They Pity, and Eat the Objects of Their Compassion
This is the second installment from the book “Ethical Vegetarianism“. The editors have given a section to Oliver Goldsmith, British poet and essayist, drawing from his work “The Citizen of the World”. In it Goldsmith “satirically scrutinized the norms of eighteenth-century England through the eyes of Lien Chi Altangi, a fictional Chinese visitor to the West who regales his Pekin correspondents with sometimes bewildered accounts of British customs.” (61) This content epitomizes what my contemporaries generally refer to as the schizophrenia we exhibit towards the rest of the animal kingdom, the fundamental irrationality with which we relate to other creatures. Our hearts rejoice when we see a creature washed clean after an oil spill, or in any other way really, saved from the injustice of our recklessness … while at the same time refusing to see the face of that same creature on our plates. I really believe, deep down, we know something is wrong. We don’t want to see precisely because of the pointedness with which it reminds us of our fundamental error. They have faces too.

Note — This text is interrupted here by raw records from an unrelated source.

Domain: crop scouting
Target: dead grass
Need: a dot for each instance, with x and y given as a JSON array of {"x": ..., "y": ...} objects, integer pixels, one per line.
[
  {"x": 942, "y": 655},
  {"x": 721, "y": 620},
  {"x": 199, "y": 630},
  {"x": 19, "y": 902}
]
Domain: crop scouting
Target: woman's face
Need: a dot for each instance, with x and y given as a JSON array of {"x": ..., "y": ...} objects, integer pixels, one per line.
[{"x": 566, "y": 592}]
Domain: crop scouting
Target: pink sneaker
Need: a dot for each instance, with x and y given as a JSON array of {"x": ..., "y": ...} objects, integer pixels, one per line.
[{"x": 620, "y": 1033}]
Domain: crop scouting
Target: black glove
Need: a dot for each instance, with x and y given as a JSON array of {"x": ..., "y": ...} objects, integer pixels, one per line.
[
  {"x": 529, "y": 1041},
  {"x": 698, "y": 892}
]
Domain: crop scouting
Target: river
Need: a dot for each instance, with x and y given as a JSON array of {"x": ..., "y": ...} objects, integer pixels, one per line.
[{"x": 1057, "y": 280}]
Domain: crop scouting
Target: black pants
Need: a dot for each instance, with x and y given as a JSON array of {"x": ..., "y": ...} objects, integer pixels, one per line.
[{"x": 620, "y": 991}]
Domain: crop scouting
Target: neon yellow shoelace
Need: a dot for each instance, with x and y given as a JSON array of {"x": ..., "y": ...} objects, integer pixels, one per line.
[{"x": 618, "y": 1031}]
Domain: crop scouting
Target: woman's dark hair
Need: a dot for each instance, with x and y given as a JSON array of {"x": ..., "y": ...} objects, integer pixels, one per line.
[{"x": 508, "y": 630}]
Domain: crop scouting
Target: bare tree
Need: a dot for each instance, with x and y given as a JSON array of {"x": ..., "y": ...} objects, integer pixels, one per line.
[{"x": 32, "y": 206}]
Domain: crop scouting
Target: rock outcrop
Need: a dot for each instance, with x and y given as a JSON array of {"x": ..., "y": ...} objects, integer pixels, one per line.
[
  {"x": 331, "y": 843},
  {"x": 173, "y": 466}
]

The better sort here pretend to the utmost compassion for animals of every kind: to hear them speak, a stranger would be apt to imagine they could hardly hurt the gnat that stung them; they seem so tender and so full of pity, that one would take them for the harmless friends of the whole creation … And yet (would you believe it?) I have seen the very men who have thus boasted of their tenderness, at the same time devouring the flesh of six different animals tossed up in a fricassee. Strange contrariety of conduct! They pity, and eat the objects of their compassion! …. Man was born to live with innocence and simplicity, but he has deviated from nature; he was born to share the bounties of the heavens, but he has monopolized them; he was born to govern the brute creation, but he has become their tyrant. If an epicure now shall happen to surfeit on his last night’s feast, twenty animals the next day are to undergo the most exquisite tortures, in order to provoke his appetite to another guilty meal. (62)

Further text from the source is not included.